Findings of the 2021 Conference on Machine Translation (WMT21)

Farhad Akhbardeh
Arkady Arkhangorodsky
Magdalena Biesialska
Ondrej Bojar
Rajen Chatterjee
Vishrav Chaudhary
Marta R. Costa-jussà
Cristina España-Bonet
Angela Fan
Christian Federman
Yvette Graham
Roman Grundkiewicz
Barry Haddow
Leonie Harter
Kenneth Heafield
Christopher M. Homan
Matthias Huck
Kwabena Amponsah-Kaakyire
Jungo Kasai
Daniel Khashabi
Kevin Knight
Tom Kocmi
Philipp Koehn
Nicholas Lourie
Christof Monz
Makoto Morishita
Masaaki Nagata
Ajay Nagesh
Toshiaki Nakazawa
Matteo Negri
Santanu Pal
Allahsera Tapo
Marco Turchi
Valentin Vydrin
Marcos Zampieri
Proceedings of the Sixth Conference on Machine Translation, Association for Computational Linguistics, Online (2021), pp. 1-88
Google Scholar

Abstract

This paper presents the results of the news translation task, the multilingual low-resource translation for Indo-European languages, the triangular translation task, and the automatic post-editing task organised as part of the Conference on Machine Translation (WMT) 2021. In the news task, participants were asked to build machine translation systems for any of 10 language pairs, to be evaluated on test sets consisting mainly of news stories.

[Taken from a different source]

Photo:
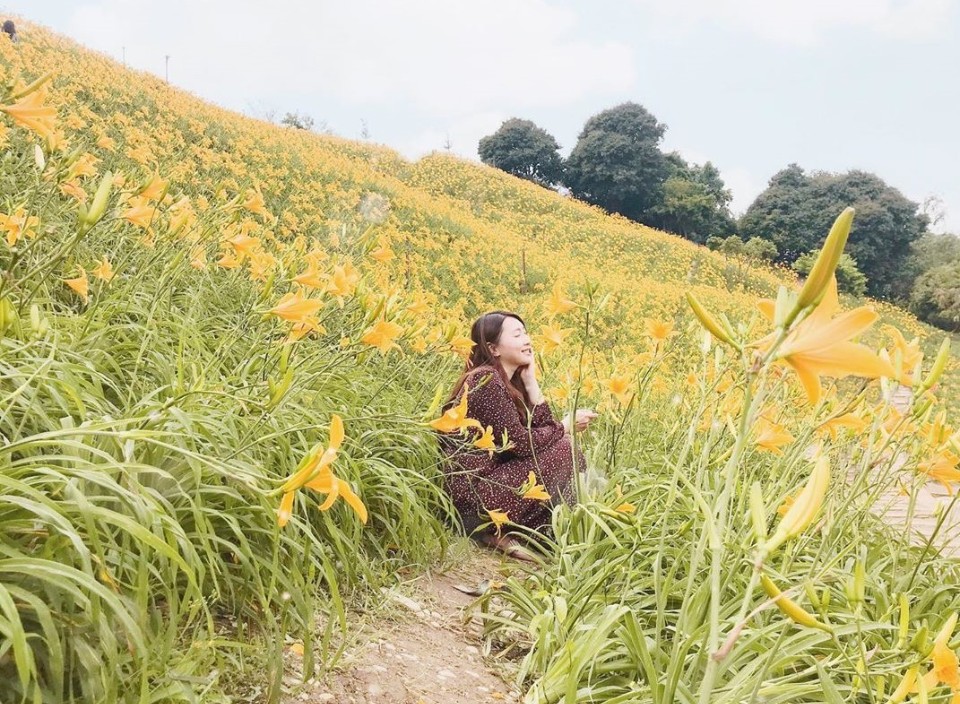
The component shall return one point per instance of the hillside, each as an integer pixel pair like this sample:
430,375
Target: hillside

The task was also opened up to additional test suites to probe specific aspects of translation. In the Similar Language Translation (SLT) task, participants were asked to develop systems to translate between pairs of similar languages from the Dravidian and Romance family as well as French to two similar low-resource Manding languages (Bambara and Maninka). In the Triangular MT translation task, participants were asked to build a Russian to Chinese translator, given parallel data in Russian-Chinese, RussianEnglish and English-Chinese. In the multilingual low-resource translation for IndoEuropean languages task, participants built multilingual systems to translate among Romance and North-Germanic languages. The task was designed to deal with the translation of documents in the cultural heritage domain for relatively low-resourced languages. In the automatic post-editing (APE) task, participants were asked to develop systems capable to correct the errors made by an unknown machine translation systems.